It is directly being written into the allocated cache block and it gets merged with the read request later on.
No, that's not what AMD's pdf says. They say the store-data is merged with the just-fetched data from memory and then stored into the L1 cache's data array.
Cache tracks validity with cache-line granularity. There's no way for it to store the fact that "bytes 3 to 6 are valid; keep them when data arrives from memory". That kind of logic is too big to replicate in each line of the cache array.
Also note that the pdf you found describes some specific behaviour of their AMD's K6 microarchitectures, which was single-core only, and some models only had a single level of cache, so no cache-coherency protocol was even necessary. They do describe the K6-III (model 9) using MESI between L1 and L2 caches.
A CPU writing to cache has to hold onto the data until the cache is ready to accept it. It's not a retry-until-success process, though. It's more like the cache notified the store hardware when it's ready to accept that store (i.e. it has that line active, and in the Modified state if the cache is coherent with other caches using the MESI protocol).
In a real CPU, multiple outstanding misses can be in flight at once (even without full out-of-order speculative execution). This is called miss under miss. The CPU<->cache connection needs a buffer for each outstanding miss that can be supported in parallel, to hold the store data. e.g. a core might have 8 buffers and support 8 outstanding load or store misses. A 9th memory operation couldn't start to happen until one of the 8 buffers became available. Until then, data would have to stay in the CPU's store queue.

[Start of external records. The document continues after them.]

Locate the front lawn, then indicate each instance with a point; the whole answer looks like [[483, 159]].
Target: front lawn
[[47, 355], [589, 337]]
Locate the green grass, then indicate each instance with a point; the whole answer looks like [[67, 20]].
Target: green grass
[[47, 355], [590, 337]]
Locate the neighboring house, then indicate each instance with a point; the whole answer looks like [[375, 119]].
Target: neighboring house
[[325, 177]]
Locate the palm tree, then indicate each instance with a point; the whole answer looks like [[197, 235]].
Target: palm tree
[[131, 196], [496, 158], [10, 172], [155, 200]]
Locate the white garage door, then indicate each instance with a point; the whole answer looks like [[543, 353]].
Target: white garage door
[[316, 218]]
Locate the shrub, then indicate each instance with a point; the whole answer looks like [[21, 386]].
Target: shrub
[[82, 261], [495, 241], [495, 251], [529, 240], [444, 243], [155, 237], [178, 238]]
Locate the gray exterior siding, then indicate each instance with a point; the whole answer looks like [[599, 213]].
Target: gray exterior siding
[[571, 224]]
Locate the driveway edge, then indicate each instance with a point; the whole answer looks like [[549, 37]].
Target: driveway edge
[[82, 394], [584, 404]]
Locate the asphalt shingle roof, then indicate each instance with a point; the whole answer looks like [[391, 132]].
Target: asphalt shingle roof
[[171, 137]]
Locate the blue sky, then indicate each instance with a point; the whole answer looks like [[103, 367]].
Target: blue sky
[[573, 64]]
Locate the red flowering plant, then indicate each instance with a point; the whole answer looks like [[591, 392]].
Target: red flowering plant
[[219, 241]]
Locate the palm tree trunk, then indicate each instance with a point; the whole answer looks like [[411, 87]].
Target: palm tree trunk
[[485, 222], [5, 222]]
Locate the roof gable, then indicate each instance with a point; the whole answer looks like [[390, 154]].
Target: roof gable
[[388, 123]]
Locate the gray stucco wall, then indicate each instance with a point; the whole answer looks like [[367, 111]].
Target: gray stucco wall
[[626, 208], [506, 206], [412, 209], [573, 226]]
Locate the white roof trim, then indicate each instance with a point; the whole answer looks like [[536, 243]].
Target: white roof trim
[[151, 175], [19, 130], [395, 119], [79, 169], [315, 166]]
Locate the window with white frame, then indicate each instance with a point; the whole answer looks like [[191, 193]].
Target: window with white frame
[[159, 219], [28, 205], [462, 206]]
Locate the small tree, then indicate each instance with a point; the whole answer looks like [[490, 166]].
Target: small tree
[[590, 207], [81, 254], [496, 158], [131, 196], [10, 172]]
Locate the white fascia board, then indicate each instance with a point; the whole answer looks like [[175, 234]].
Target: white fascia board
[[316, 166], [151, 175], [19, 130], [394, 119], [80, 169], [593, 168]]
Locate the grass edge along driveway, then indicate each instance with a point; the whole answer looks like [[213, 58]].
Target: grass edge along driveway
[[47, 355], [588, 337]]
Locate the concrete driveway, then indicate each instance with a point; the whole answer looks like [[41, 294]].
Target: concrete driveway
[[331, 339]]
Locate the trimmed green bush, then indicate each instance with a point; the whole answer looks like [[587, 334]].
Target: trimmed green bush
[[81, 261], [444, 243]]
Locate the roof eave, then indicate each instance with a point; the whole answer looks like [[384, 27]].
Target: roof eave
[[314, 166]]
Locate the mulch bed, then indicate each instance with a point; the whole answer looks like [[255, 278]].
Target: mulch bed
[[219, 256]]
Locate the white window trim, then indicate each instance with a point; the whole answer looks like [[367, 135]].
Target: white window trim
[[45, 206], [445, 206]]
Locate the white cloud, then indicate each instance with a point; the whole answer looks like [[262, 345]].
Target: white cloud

These buffers might be shared between loads and stores, or there might be dedicated store buffers. The OP reports that searching on store buffer found lots of related stuff of interest; one example being this part of Wikipedia's MESI article.
The L1 cache is really a part of a CPU core in modern high-performance designs. It's very tightly integrated with the memory-order logic, and needs to be able to efficiently support atomic operations like lock inc [mem]
and lots of other complications (like memory reordering). See https://en.wikipedia.org/wiki/Memory_disambiguation#Avoiding_WAR_and_WAW_dependencies for example.
Some other terms:
- store buffer
- store queue
- memory order buffer
- cache write port / cache read port / cache port
- globally visible
distantly related: An interesting post investigating the adaptive replacement policy of Intel IvyBridge's L3 cache, making it more resistant against evicting valuable data when scanning a huge array.